St Edward, a subsidiary of the Berkeley Group, is set to create a ‘House of Colour’ at Reading’s lakeside development Green Park Village. Following a nationwide competition in conjunction with the Architects’ Journal and weatherboarding specialists James Hardie, the leading developer is set to install a new playhouse designed by winning practice Alma-nac. The House of Colour competition invited UK-based architects to create concept designs for a children’s playhouse, with a brief to showcase future colour trends in residential design.

Will Hurst, managing editor, Architects Journal said: “We had a superb response to this competition from both established and up-and-coming practices. While imagination and design flair were key elements of the competition, there were also practical issues to be tackled, given the real build project on the horizon.”
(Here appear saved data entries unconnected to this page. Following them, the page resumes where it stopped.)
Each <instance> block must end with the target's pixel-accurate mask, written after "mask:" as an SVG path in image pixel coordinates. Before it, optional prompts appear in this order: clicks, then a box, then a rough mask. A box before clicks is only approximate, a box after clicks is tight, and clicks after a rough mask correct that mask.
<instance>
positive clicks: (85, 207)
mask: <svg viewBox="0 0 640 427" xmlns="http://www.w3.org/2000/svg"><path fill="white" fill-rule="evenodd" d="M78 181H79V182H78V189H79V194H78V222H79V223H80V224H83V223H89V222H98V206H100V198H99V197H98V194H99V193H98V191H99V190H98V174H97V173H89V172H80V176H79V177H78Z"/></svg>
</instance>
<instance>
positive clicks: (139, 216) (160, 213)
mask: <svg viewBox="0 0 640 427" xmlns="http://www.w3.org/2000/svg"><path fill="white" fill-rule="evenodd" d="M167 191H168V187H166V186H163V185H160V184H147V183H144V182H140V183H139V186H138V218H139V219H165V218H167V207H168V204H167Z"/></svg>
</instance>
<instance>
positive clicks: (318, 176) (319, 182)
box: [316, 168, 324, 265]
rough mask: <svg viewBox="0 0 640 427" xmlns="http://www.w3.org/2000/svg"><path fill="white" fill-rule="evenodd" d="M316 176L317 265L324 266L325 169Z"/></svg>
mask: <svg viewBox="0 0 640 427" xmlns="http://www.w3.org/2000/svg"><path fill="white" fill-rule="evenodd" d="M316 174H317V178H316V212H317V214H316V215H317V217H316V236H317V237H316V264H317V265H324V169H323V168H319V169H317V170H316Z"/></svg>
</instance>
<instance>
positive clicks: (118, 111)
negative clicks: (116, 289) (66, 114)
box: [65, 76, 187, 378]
The entries were narrowed down to a shortlist of six, with the judges concluding that the design presented by Alma-nac entitled ‘Upside Down House’ was the outright winner.

The competition judging panel included prominent British architect Will Alsop, who said of the winning design: “The Upside Down House is a clear idea which reflects the open-ended nature of play and will really attract kids. The architect has considered colour, the technical aspects of the build and the landscape. It’s a whole play area, not just a playhouse.’ The Upside Down House is a playhouse that references some of the surreal worlds created in children’s stories such as Alice in Wonderland and the Pixar film Up.